Время своих войн. Кн. 1-2 | страница 67
— На денежных халтурках подневольных нет.
— Но колеса больше сюда не волоки!
И вспоминают как в один год Миша «разул» гусеничный трактор, не оставив собственного следа, доставив репутации тому месту, как «темному». А кому еще, как не лешим, красть ненужное неподъемное железо?..
— Так может Петровича?
— Петрович куда бы не нацелился, остальным за ним пыль глотать!
Лихих глаз дым неймет. Замполит не стесняется льстить, без стеснения и уязвляет.
— Люблю молодца за обычай! — кряхтит, а тащит! А у нас все так: медведь в лесу, а шкура продана! Большое бережение малого барыша.
— Не ной!
— Стоню, яки раненый!
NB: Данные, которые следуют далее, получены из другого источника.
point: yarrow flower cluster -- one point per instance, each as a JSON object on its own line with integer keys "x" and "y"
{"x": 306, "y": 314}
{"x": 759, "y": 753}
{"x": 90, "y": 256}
Нытье по уважительной причине имеет право называться стоном.
— От лихой бабы ни пестом, ни крестом — это понятно, но от Замполита есть чем оградиться?
— Наливай! — соглашается «Шестой».
— Тост?
— Через цинизм к оптимизму!
У Лешки — Замполита много девизов, но этот, по отношению к нему, самый верный…
Глава ВТОРАЯ — «ДРАКА»
(дозорные «ЛЕВОЙ РУКИ»)
ШЕСТОЙ — «Лешка — Замполит»
Ильин Алексей Анатольевич, воинская специальность до 1992 — войсковой разведчик, пластун в составе спецгруппы охотников за «Першингами», после расформирования групп (согласно секретному дополнению к Договору об РСМД) был уволен в запас. По предложению бывшего командира ушел «за штат». Проходит ежегодную переподготовку в составе своей группы частным порядком
В период службы завоевывал призы по стендовой стрельбе в открытых соревнованиях для подразделений ГРУ, четырежды выигрывал закрытые состязания «Упражнений для специалистов», как среди одиночников, так парные и боевых троек по АПС — автоматическому пистолету Стечкина. Неоднократно женат, по последнему факту живет гражданским браком, трое детей.
Прозвища: «Алексич», «Рыба», «Замполит», «Пистон», «Два–двадцать» (уважительное среди стрелков из АПС — за умение перезаряжаться), «Балалайка», «Щепка»… и др.
АВАТАРА — псимодульный внеисторический портрет основанный на базе новейших исследований ДНК — (литературная форма):
«В морг…» — распорядился доктор, пряча в халат слуховую трубку.
Санитар, позевывая, убрал с одеяла табличку «Филимон Кончей».
«Так ведь дышит…» — потер он от холода руки.
«Вне значения. Пока довезете…»
Больница при странноприимном доме помещалась в бревенчатой избе, к окнам которой липло серое, хмурое утро. До покойницкой было рукой подать, и Филимон всего полсотни шагов видел над собой круглое лицо санитара с вислыми, качавшимися усами. Однако жизнь, как сонмище ангелов, умещается на кончике иглы. Пока его, завернутого в простыню, катили по лужам грязного, запущенного двора, он снова проживал свои детские годы. В пыльном захолустье, жевал травинку, болтая ногами на бревне, считал две проезжавшие за день телеги, а потом в десятый раз перечитывал недлинные полки провинциальной библиотеки. Зимой он оставался в читальне, где жгли казенную лучину, уперев щеку ладонью, мечтал о странах, в которых никто никогда не был, и долго смотрел в темноту сквозь засиженные мухами стекла. На беду ему попадались не только русские книги. От евреев он узнал про тайное имя Бога, которое открылось на горе Моисею, от пессимистичного немца — про слепую волю, которая движет миром.